With the rest of the Oriel men safely indoors, I darted back for Llewellyn. I had no idea where the sniper was, but judging by the sound of the gunshot he was positioned on the opposite bank, most likely in the lee of one of the tall trees there, concealed amongst a stand of shrubbery and thick undergrowth.
Crouching, making myself as small a target as possible, I edged alongside the boat, which sat perpendicular to the river. Llewellyn was alive, shuddering, one hand clawing the air spasmodically. There was a space of five yards between him and the vessel. To reach him I would have no choice but to cross it, leaving myself fully exposed to the sniper. I wished I had my service revolver on me; I could have used it to lay down return fire. I wouldn’t have had a hope of hitting anyone at that range, but it would have given the gunman something to think about and deterred him long enough for me to retrieve Llewellyn.
Holmes appeared beside me.
“What are you doing?” I hissed. “Trying to get yourself killed?”
“No more than you are, Watson. We can’t just leave Llewellyn. His would-be killer is lining up a second shot even now, to put his fate beyond question. The mist has thickened, but it is shifting. When it parts again…”
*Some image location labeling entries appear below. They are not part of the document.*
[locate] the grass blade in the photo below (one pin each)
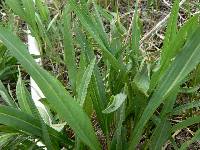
(183, 64)
(82, 90)
(53, 90)
(5, 95)
(69, 52)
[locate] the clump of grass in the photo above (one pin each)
(133, 98)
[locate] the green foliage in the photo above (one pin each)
(129, 98)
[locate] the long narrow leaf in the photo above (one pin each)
(54, 91)
(183, 64)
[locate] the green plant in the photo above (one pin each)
(132, 98)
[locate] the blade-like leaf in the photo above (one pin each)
(195, 138)
(69, 51)
(82, 90)
(22, 96)
(117, 101)
(5, 95)
(183, 64)
(26, 123)
(180, 109)
(53, 90)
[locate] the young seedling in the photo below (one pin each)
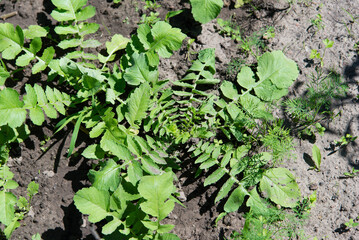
(318, 22)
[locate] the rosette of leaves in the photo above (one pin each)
(133, 211)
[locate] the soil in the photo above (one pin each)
(53, 213)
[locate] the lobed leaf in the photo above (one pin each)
(205, 10)
(280, 186)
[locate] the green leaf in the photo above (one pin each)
(156, 190)
(138, 103)
(7, 211)
(256, 203)
(72, 10)
(11, 227)
(11, 40)
(214, 177)
(111, 226)
(11, 108)
(93, 202)
(111, 143)
(276, 67)
(236, 199)
(245, 78)
(317, 157)
(205, 10)
(280, 186)
(224, 189)
(229, 90)
(140, 71)
(93, 151)
(166, 39)
(117, 43)
(75, 133)
(34, 31)
(107, 178)
(4, 74)
(44, 60)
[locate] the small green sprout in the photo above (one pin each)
(345, 140)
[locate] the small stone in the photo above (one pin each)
(313, 186)
(49, 174)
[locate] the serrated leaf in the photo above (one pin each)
(93, 202)
(34, 31)
(205, 10)
(157, 190)
(11, 108)
(7, 210)
(256, 203)
(280, 186)
(138, 103)
(229, 90)
(117, 43)
(140, 71)
(107, 178)
(166, 39)
(236, 199)
(11, 40)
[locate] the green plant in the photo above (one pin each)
(252, 44)
(309, 110)
(13, 209)
(345, 140)
(204, 11)
(316, 157)
(318, 22)
(316, 55)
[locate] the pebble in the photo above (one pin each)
(49, 174)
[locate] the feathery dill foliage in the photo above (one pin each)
(307, 111)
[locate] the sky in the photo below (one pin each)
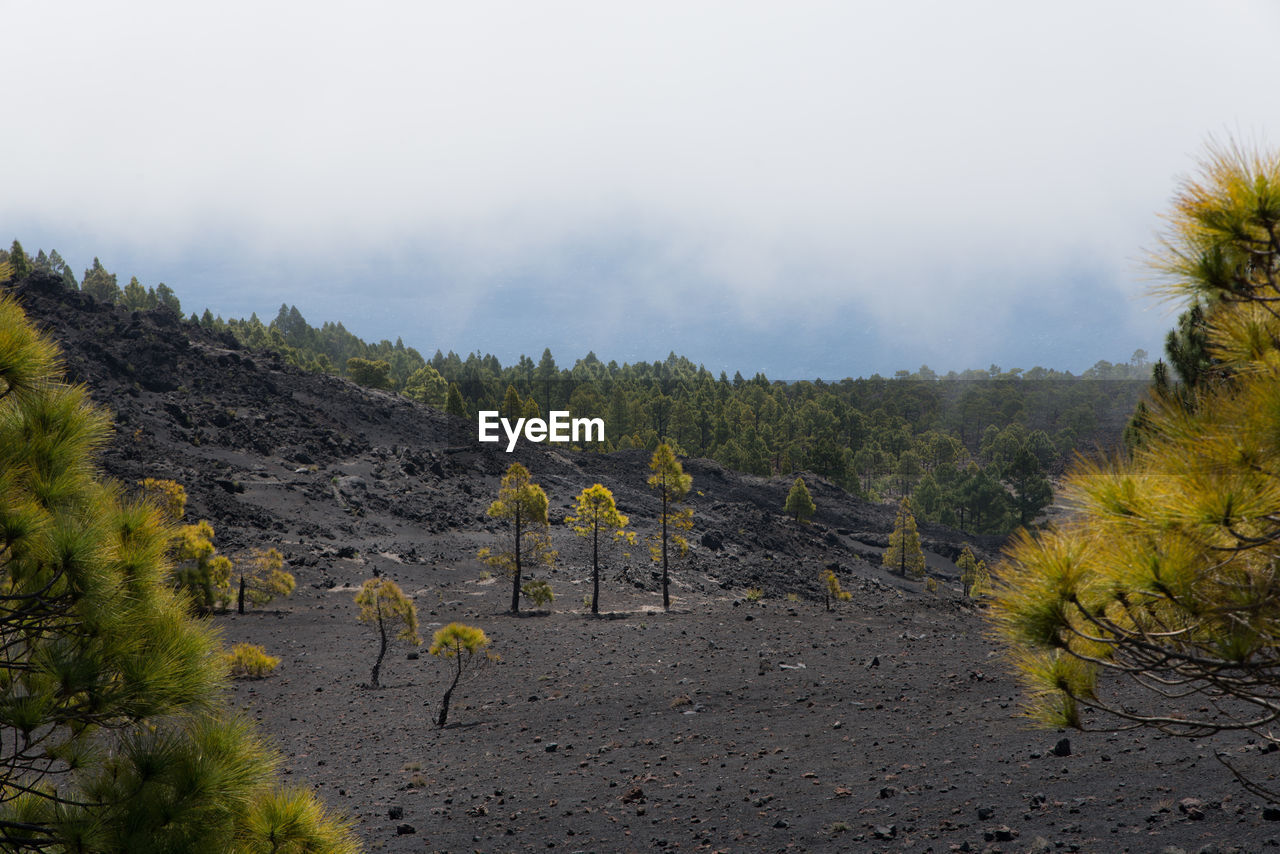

“If only there was some way of protecting ourselves so that we can get to him.”
“Yes, but… Ah! I have it.”
Holmes grasped the nearest rigger and spun the boat over in its trestle sling until it was at right angles, stroke-side pointing to the sky. Then he kicked one of the trestles flat, taking the weight of the boat on his shoulders as he did so. With a grunt he sank to a squatting position, supporting the boat in the meantime so that it did not crash violently to the ground. It came to rest tilted, still partly perched on the remaining trestle, its bow in the air.
“Now, Watson,” Holmes said, “if you could see your way to doing the same…”
I emulated him, kicking out the other trestle. Together, teeth clenched, grimacing with effort, we lowered the boat until it was lying horizontal again, balanced on its bow-side riggers with us braced beside. We did this as carefully as we could, but it was difficult to be delicate about it. The two of us were performing a job which normally demanded the combined strength of eight men.
I heard a groan of dismay from the boathouse. This was Gill lamenting the abuse being meted out on his crew’s precious craft. I personally thought Llewellyn’s life more important than any boat, but then I was not a rowing coach. Besides, other than a couple of dented rigger gates, the thing was not faring too badly.
“Now,” said Holmes, “we must slide it round.” He reached either side of him to grasp a section of the boat’s ribs. I followed suit. Both of us dug in our heels and heaved, and the boat began to rotate on its central axis. Its stern swung out towards the river, its bow round towards Llewellyn.
A break in the mist came, allowing the sniper to unleash his next shot. The delay cost him, however, for when he did fire, the bullet struck the boat and ricocheted away, raising a shower of splinters. I felt the impact reverberate through my neck and arms, and redoubled my efforts. The boat slithered and grated across the ground. It seemed to weigh a ton.